Have you ever been overwhelmed by millions of news generated on various news platforms every day? We understand that this is a fast pacing world. People would like a quick and straightforward way to view the most important stories. Our project provides the fastest way for our users to know what is happening around the world - word cloud. This data visualization technique emphasizes the importance of news keywords by displaying them in different sizes. Therefore, instead of spending hours of time on reading newspapers, our users can learn about what's going on around the world at a glance. To further exploit the value of each news, we use the Google-Cloud NLP to categorize and analyze the news' sentiment. We also build a database using google cloud SQL to save these data so that users could set their preferences. For example, they can choose which news topics they would like to see.

Key Features

In a Rush? A Word Cloud

We tell you what is the most important news by word cloud. The bigger the sizes are, the more trending the news are.

Interested? Search or See Related News

Users can search for any word in the word cloud to search for this word in google news. There will also be a list containing all words in the word cloud that can take users to a compiled list of articles related to each word.

Only Interested in Some News? Edit Preference

Users can select their preference to only view certain news sources or certain types of news. There are 11 news sources to (multi-)select from (We will add more!). Sorting can be based on Keywords, High-Frequency Words, or Sentiment. Users might only be interested in the news within 24hr, 48hr, or 72hr. The number of words listed can be in a range from 0-60. There are also 25 different news categories for users to choose from.

Set Up and Run

Clone this Repo and use a web browser to open mainPage.html (Google Chrome is recommended).

Feel free to edit your preference for selecting certain proportions of the news. Then click "See What Happened" to view a word cloud and a keyword list generated based on recent trending news and your preference. We also provide a list of news related to a keyword.

Technical Details

Web Scraper

Dependent on python library Newspaper3k

Data Storage

We save the data that we scraped such as news title, main content, URL, data, categories, sentiment to Google-Cloud SQL.

Natural Language Processing

All natural language processing features in this project are implemented using the Google Natural Language API. We implemented word extraction and sentiment analysis.

Word Cloud

The word cloud is generated using the tag chart feature in AnyChart library of JavaScript.

What We learned

This is the first Hackathon for all of us.
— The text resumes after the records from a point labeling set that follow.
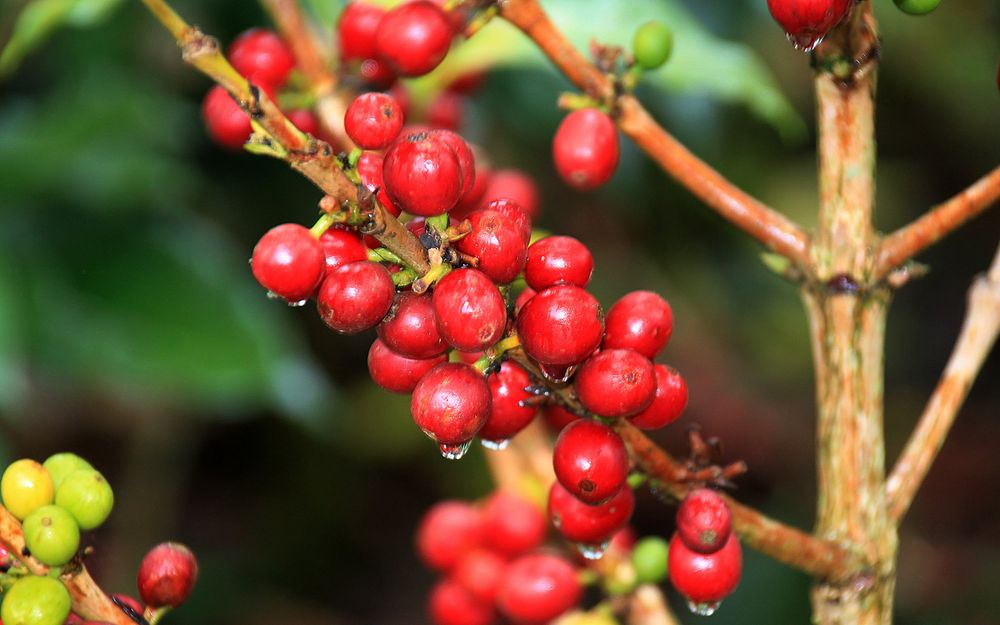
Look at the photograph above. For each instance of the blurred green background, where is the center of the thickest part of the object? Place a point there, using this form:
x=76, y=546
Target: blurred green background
x=132, y=332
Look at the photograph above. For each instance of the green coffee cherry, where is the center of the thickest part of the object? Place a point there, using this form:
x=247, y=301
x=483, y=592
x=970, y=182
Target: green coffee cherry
x=652, y=45
x=649, y=557
x=87, y=496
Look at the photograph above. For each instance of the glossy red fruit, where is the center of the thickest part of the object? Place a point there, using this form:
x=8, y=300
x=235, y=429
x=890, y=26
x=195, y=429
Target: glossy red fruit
x=289, y=262
x=558, y=260
x=510, y=414
x=450, y=403
x=586, y=524
x=806, y=22
x=225, y=121
x=373, y=120
x=537, y=588
x=560, y=326
x=585, y=149
x=670, y=401
x=262, y=56
x=590, y=461
x=705, y=578
x=704, y=521
x=355, y=297
x=167, y=575
x=471, y=313
x=397, y=373
x=448, y=530
x=450, y=603
x=414, y=38
x=498, y=243
x=616, y=383
x=640, y=320
x=410, y=328
x=422, y=174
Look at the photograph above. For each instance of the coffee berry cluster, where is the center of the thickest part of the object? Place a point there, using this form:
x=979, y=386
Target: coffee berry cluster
x=54, y=501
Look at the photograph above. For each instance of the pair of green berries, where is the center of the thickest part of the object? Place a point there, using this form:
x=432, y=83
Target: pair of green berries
x=56, y=500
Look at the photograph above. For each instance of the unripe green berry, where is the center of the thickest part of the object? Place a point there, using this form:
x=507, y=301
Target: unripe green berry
x=652, y=45
x=649, y=557
x=36, y=601
x=87, y=496
x=52, y=535
x=917, y=7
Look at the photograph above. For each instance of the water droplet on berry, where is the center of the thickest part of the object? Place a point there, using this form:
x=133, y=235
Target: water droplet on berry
x=704, y=609
x=593, y=552
x=454, y=452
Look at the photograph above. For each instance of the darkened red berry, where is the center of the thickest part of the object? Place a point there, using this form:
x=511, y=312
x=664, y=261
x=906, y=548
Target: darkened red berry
x=590, y=461
x=558, y=260
x=513, y=524
x=585, y=149
x=422, y=174
x=616, y=383
x=670, y=401
x=397, y=373
x=510, y=414
x=167, y=575
x=537, y=588
x=261, y=56
x=289, y=262
x=410, y=328
x=471, y=314
x=806, y=22
x=704, y=521
x=225, y=121
x=414, y=38
x=705, y=578
x=450, y=403
x=355, y=297
x=586, y=524
x=640, y=320
x=450, y=603
x=448, y=530
x=498, y=243
x=561, y=325
x=373, y=120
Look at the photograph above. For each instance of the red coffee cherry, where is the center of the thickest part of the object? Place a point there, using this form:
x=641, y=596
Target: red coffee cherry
x=585, y=149
x=422, y=173
x=537, y=588
x=373, y=120
x=560, y=326
x=806, y=22
x=498, y=243
x=410, y=328
x=261, y=56
x=414, y=38
x=590, y=461
x=704, y=521
x=616, y=383
x=225, y=121
x=558, y=260
x=355, y=297
x=450, y=603
x=670, y=401
x=640, y=320
x=167, y=575
x=471, y=313
x=397, y=373
x=513, y=525
x=450, y=403
x=586, y=524
x=289, y=262
x=705, y=579
x=448, y=530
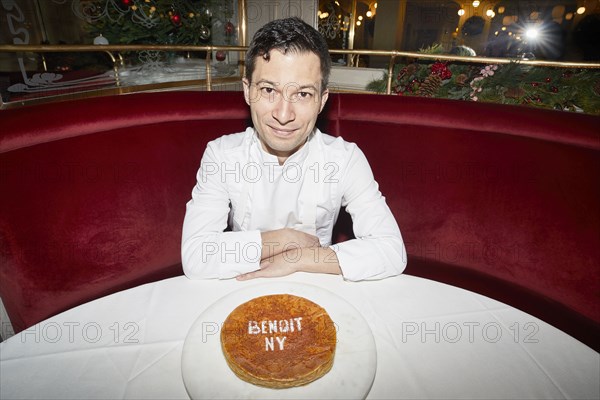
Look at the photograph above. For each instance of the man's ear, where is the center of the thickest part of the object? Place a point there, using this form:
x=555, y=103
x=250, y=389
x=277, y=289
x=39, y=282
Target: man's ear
x=246, y=84
x=324, y=97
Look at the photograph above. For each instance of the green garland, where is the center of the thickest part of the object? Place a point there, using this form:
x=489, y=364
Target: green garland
x=156, y=21
x=513, y=83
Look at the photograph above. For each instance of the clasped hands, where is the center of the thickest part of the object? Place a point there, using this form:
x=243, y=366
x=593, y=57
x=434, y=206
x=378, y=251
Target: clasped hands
x=285, y=251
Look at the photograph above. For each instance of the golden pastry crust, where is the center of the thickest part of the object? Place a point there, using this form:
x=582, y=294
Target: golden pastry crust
x=279, y=341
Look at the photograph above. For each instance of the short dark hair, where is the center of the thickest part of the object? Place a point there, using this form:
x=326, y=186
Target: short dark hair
x=288, y=34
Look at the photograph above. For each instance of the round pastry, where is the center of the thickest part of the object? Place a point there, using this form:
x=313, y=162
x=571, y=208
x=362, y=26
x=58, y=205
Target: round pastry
x=279, y=341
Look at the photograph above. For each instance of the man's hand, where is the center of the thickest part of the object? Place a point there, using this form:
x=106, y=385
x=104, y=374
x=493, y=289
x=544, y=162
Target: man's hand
x=282, y=240
x=308, y=259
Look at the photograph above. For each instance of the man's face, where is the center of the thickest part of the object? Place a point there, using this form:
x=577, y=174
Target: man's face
x=285, y=99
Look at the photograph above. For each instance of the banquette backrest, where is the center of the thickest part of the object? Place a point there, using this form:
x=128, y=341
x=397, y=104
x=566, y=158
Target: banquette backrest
x=502, y=200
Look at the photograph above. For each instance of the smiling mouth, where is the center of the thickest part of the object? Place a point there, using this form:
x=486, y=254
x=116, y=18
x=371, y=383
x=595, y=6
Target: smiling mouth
x=282, y=132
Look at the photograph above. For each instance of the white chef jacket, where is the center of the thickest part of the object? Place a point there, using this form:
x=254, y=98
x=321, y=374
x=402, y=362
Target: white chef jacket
x=242, y=186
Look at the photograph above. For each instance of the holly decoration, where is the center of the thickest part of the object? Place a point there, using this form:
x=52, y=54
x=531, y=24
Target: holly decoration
x=156, y=21
x=441, y=69
x=176, y=19
x=513, y=83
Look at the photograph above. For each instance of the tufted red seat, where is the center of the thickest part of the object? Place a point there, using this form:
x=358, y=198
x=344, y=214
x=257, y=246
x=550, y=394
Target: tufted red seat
x=501, y=200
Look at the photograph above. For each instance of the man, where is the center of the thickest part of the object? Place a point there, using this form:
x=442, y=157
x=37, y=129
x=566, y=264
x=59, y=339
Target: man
x=279, y=185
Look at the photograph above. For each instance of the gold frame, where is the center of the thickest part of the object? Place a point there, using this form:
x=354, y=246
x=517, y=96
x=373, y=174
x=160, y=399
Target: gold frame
x=207, y=82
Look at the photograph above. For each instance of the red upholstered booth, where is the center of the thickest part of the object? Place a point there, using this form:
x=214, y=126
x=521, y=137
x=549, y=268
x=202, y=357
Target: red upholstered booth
x=501, y=200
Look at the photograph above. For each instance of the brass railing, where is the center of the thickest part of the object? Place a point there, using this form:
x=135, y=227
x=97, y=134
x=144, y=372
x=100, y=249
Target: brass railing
x=115, y=51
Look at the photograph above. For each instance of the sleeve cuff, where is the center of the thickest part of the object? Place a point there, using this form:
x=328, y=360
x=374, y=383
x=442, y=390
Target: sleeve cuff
x=238, y=253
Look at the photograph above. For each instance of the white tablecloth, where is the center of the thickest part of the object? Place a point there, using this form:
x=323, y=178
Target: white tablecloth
x=433, y=341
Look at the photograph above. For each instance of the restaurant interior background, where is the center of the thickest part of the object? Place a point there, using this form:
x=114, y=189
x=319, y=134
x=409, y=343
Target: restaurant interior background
x=445, y=40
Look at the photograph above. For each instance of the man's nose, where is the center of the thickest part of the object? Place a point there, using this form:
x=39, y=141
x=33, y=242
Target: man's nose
x=284, y=110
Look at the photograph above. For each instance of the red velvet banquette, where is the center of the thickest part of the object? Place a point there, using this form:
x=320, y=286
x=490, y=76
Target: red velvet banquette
x=501, y=200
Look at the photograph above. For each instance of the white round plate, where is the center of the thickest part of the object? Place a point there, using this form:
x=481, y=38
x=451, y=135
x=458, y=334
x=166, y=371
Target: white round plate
x=207, y=376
Although we are inexperienced and newbies to coding, we enjoyed the process of building a project that solves problems in daily life. In terms of coding skills, we learned how to use APIs, web scraping, website building using HTML and javascript, and storing data in the database. This is a very comprehensive learning experience, and we got the chance to explore a lots of coding skills that we never studied before.

What we didn't make it work

  1. The data exchange between front-end and back-end is difficult because we are not familiar with JSON and jQuery
  2. Some features we mention above are partially implemented.